Public pedagogy and national policy failure: the case of Australian schooling

Year: 2021

Author: Hattam, Robert

Type of paper: Symposium

The key question for this paper is: why is the radical failure of schooling policy ignored by policy makers and the debate in the public sphere?  To answer this question this paper pushes some recent Australian educational policy studies towards an analysis of a politics of truth for Australian schooling policy. In short there are two games of truth we can analyse here: firstly we can play the game of true and false and interrogate the truth claims made by policy; and/or secondly we can ask a different set of questions: how come this gets to be true now; how come the regime of truth being adopted gets to be accepted, and as it seems, mostly without critique by policy makers or the mainstream press. The paper has four moves: firstly I outline the widely accepted case of the policy failure of Australian schooling; second I make a case for four key logics of policy that have no evidence they actually improve learning; third I segue to outline a politics of truth argument and ponder the question: how come the regime of truth gets to be true today and argue for what I’m calling an archive politics that gets played by the key policy makers in Australia, which is then reflected, without a conspiracy, by those in the media who attempt to report of what’s going on.
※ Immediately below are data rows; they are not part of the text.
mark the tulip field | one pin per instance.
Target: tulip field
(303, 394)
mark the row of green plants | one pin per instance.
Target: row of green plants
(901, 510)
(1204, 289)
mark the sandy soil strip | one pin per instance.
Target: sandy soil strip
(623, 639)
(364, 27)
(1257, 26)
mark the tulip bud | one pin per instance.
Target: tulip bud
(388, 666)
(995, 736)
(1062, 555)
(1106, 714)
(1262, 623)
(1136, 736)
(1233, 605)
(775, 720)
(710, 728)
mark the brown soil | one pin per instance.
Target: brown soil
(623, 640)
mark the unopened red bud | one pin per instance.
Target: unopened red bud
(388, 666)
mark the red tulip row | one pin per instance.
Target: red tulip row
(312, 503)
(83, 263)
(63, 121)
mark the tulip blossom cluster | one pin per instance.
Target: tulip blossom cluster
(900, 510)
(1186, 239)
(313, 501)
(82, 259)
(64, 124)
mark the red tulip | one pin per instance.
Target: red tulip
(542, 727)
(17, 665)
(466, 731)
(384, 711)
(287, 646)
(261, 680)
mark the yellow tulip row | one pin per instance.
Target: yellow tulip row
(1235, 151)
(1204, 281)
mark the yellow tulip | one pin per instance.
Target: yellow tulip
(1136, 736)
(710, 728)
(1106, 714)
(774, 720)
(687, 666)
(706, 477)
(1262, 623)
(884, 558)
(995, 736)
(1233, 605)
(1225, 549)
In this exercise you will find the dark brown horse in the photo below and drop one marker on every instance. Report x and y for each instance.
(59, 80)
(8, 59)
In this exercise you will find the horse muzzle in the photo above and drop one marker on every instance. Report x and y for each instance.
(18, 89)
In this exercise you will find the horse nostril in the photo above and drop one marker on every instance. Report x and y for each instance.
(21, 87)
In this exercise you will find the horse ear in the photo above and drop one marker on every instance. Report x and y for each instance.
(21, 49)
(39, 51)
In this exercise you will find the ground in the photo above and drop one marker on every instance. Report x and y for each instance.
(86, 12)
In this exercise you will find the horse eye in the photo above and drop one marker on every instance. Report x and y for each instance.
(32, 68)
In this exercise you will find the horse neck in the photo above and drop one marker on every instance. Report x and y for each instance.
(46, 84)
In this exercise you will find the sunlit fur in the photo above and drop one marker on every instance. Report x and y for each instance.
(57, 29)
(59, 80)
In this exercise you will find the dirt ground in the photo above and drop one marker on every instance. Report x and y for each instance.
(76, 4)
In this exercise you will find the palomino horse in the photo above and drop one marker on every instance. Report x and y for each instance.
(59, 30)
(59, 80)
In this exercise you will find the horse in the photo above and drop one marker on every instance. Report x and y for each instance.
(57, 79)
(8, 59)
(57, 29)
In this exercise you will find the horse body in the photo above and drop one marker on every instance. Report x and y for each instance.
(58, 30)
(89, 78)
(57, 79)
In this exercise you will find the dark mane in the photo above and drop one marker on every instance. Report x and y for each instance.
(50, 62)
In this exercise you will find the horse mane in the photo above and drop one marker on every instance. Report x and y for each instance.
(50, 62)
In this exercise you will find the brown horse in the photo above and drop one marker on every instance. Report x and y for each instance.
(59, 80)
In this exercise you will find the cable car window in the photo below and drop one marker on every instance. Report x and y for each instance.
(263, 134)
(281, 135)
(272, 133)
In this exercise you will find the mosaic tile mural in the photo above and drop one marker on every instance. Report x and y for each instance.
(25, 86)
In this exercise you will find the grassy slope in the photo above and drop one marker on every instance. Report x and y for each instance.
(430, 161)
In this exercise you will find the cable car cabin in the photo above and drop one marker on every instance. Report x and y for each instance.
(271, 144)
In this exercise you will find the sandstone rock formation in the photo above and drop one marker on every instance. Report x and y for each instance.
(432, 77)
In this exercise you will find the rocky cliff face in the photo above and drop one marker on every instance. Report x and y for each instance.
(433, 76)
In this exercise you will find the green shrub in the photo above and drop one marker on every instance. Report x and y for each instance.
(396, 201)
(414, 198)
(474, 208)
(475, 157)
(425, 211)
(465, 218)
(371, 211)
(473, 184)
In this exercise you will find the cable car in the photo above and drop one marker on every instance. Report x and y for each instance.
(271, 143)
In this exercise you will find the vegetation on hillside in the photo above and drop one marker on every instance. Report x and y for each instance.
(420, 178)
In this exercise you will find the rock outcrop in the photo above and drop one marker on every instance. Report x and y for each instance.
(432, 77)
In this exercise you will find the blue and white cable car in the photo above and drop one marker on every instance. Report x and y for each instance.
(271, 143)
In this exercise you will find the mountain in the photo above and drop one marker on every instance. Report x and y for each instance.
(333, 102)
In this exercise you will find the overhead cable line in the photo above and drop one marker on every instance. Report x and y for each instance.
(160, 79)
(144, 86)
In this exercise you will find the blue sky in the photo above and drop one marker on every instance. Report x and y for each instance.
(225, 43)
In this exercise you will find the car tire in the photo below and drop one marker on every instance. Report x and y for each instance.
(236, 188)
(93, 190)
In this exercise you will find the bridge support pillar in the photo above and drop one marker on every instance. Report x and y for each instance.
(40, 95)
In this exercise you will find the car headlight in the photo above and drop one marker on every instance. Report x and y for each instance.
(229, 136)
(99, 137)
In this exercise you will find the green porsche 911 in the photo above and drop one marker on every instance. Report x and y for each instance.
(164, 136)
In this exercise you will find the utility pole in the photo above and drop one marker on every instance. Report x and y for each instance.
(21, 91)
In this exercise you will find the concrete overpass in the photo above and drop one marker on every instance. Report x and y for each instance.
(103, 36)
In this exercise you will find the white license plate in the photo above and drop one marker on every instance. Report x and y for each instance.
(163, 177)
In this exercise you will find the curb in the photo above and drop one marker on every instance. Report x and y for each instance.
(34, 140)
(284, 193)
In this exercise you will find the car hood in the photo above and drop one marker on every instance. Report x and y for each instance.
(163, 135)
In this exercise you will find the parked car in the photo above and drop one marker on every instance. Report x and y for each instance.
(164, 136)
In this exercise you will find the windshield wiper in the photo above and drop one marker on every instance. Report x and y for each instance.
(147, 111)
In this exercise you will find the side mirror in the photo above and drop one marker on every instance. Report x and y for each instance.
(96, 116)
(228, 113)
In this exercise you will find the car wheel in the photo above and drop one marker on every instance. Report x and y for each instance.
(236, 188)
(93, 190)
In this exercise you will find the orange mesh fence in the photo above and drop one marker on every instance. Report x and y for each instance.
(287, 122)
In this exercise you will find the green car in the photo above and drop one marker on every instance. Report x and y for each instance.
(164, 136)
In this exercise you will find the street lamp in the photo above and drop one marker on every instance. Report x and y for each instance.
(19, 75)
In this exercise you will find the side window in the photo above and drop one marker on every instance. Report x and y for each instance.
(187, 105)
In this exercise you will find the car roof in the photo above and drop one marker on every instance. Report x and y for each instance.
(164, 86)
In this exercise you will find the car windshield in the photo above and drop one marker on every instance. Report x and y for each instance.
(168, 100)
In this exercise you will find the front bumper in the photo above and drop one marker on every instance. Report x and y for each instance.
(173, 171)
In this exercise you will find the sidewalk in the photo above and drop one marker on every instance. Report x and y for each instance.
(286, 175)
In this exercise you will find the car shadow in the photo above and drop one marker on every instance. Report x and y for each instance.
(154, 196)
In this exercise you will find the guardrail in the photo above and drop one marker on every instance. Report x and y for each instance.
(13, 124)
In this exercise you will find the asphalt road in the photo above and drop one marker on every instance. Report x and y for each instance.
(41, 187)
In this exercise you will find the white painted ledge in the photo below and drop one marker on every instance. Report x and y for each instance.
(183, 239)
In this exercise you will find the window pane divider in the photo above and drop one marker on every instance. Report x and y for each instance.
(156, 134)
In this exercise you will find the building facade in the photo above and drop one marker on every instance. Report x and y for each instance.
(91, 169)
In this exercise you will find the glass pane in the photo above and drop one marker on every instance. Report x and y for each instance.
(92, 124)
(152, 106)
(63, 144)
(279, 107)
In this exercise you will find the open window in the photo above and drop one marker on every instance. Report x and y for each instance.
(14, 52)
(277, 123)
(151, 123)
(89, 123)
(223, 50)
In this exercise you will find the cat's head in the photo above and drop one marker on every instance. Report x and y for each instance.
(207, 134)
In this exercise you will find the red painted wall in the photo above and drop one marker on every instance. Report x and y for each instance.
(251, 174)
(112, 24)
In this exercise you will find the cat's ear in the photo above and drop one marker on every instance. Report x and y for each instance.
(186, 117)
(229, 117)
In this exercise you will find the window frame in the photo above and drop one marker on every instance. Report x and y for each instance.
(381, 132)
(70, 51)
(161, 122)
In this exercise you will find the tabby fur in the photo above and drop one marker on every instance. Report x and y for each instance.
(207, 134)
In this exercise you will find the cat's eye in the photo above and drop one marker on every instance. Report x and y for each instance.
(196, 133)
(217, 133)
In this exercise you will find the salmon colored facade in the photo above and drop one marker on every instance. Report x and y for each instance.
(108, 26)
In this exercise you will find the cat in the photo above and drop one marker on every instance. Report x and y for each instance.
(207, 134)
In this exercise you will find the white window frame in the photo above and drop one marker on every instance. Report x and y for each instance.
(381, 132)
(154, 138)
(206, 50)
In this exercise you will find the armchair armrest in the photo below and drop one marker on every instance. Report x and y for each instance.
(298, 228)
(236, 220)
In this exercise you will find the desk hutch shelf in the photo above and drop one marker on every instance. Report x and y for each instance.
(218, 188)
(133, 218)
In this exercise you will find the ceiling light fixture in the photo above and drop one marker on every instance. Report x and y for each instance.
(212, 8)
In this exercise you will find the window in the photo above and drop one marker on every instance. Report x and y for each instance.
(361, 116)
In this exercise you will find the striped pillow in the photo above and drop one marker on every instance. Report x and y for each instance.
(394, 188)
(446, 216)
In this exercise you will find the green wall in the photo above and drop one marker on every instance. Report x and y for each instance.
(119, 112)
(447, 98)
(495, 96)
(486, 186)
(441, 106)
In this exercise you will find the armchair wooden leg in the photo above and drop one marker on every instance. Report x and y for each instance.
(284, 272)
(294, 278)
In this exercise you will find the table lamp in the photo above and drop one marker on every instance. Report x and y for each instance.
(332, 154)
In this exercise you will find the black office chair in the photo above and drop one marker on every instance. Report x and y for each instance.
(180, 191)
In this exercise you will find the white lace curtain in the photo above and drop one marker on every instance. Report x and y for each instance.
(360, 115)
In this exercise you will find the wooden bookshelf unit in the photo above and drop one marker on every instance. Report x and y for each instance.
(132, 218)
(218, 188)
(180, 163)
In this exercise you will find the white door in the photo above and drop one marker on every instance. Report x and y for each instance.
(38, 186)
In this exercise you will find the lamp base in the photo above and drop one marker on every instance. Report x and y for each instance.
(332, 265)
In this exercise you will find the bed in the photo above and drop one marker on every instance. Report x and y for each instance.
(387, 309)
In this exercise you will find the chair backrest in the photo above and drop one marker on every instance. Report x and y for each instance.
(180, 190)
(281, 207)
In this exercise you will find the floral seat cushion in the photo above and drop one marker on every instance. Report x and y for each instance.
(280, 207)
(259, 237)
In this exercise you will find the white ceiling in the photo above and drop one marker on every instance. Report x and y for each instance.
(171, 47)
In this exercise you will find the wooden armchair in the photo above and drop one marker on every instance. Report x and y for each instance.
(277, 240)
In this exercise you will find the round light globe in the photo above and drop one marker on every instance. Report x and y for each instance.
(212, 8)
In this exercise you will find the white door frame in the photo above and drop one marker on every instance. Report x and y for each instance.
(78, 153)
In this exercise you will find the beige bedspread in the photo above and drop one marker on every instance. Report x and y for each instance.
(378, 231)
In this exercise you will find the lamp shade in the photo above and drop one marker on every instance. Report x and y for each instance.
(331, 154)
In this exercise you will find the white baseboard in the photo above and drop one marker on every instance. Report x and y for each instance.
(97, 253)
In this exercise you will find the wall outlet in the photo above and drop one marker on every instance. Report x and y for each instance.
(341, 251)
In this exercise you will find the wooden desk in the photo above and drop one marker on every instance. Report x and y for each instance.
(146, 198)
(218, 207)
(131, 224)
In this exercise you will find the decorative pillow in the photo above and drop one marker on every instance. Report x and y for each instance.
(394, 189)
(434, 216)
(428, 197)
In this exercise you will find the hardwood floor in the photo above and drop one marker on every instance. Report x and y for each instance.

The fourth move connects up with recent policy studies that analyses how policy making is now mediatized. I provide a reading of how recent pronouncements of the federal minister for education have been read by one section of the mainstream media and argue that we need more studies that analyse how governing manages its policy work through public pedagogical work involving mainstream and niche media modalities. In brief, we now see government control their cover story without coercion. The trick is to control the archive.